Enttäuschung machte sich auf Fischers Gesicht breit, während Deters etwas ratlos aus der Wäsche schaute. Beide hatten wohl mein Aufbrausen erwartet, aber mit dieser Reaktion hatte ich ihnen den Wind aus den Segeln genommen.
„Wenn das alles ist, dann werde ich mich jetzt um meine Patienten kümmern. Ich freue mich schon auf die Zusammenarbeit mit dem neuen Kollegen.“
Während ich aufstand, schob ich so gleichgültig wie möglich die Frage hinterher: „Was ist mit meiner Patientin Frau Förster?“
Beide schauten sich mit undefinierbaren Mienen an. Deters antwortete nach kurzer Überlegung in einem hochnäsigen Tonfall.
„Frau Förster hatte leider in den frühen Morgenstunden einen schweren Rückfall erlitten. Sie hat, in einem Anfall einer schweren Depression, versucht sich das Leben zu nehmen. Deshalb mussten wir die arme Frau in die geschlossene Abteilung bringen. Dort haben wir sie erst einmal unter ständiger Beobachtung und können sie mit den nötigen Medikamenten ruhig stellen.“
Mein Magen krampfte sich zusammen und ich musste meinen ganzen Willen aufbieten, um ruhig zu bleiben.
Ich dachte an Angelikas Worte und meinte: „Dann war es ja gut, dass die Garmischer Frau Förster zu uns überwiesen haben. Kann ich sie mir mal anschauen?“
Deters schaute mich aufmerksam an. „Selbstverständlich, vielleicht ist Frau Förster jetzt wach.“
Er zog seine Augenbrauen zusammen, als müsse er überlegen und fügte nach einer Kunstpause hinzu: „In dem Dossier der Garmischer Klinik war der Psychologe Karl Friesing der Meinung, Frau Förster müsse noch lange in psychologischer Behandlung betreut werden, da von einer Suizidgefährdung ausgegangen werden muss.“
Er deutete auf die dicke braune Ledermappe, die er dann in seiner Schreibtischlade verstaute.
Wir standen auf und gingen gemeinsam zu Zimmer 8, vor dem ein stämmiger Pfleger mit seinem Behandlungswagen stand. Professor Deters öffnete die Tür und wir betraten leise das Zimmer.

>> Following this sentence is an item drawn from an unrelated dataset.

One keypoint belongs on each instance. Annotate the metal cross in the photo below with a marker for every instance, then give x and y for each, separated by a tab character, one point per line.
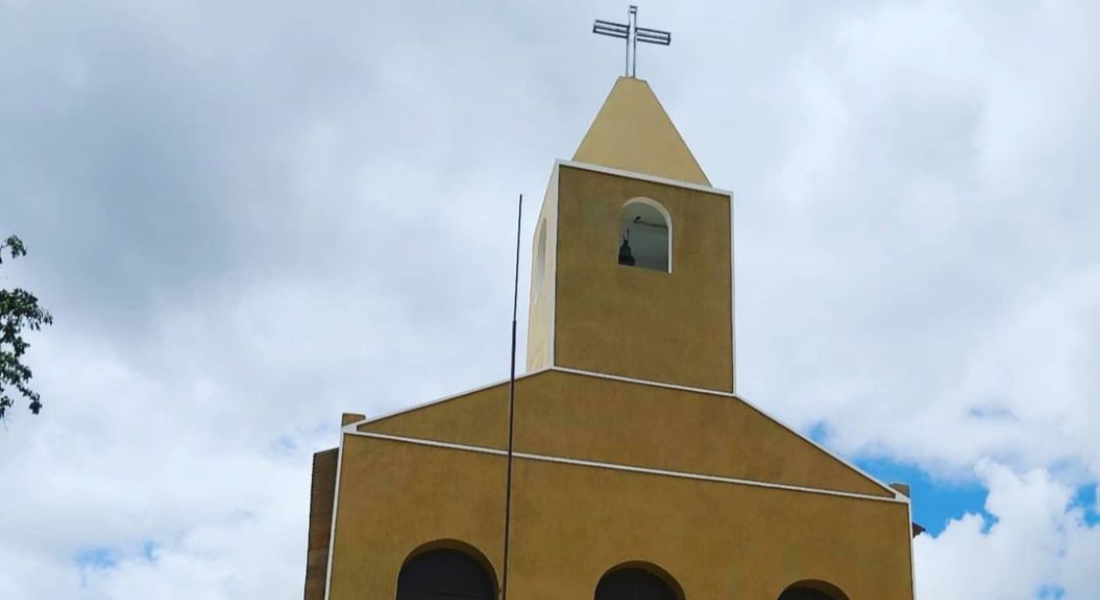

Frau Förster schlief. Als ich das schmale und bleiche Gesicht sah, das irgendwie verloren aus der Decke heraus sah, musste ich schlucken. Durch Riemen ans Bett gefesselt, war sie zu keiner Bewegung mehr fähig. Ich befühlte ihre Stirn und schob kurz das rechte Augenlid hoch. Ich konnte an dem trüben Auge erkennen, dass man ihr ein starkes Beruhigungsmedikament verabreicht hatte.
Da ich zum jetzigen Zeitpunkt nichts für Frau Förster unternehmen konnte, drehte ich mich, nach dem Studium des Krankenblattes, auf dem Absatz herum. Ich verließ mit ruhigen Schritten das Zimmer und versuchte dabei ein unverfängliches Gesicht zu machen.
Die Beiden folgten mir bis zum Pförtner. Als ich mich verabschiedete, hatte ich meine Gesichtszüge soweit wieder unter Kontrolle. Ich hoffte, dass ihnen meine seelische Verfassung beim Anblick der Frau nicht aufgefallen war.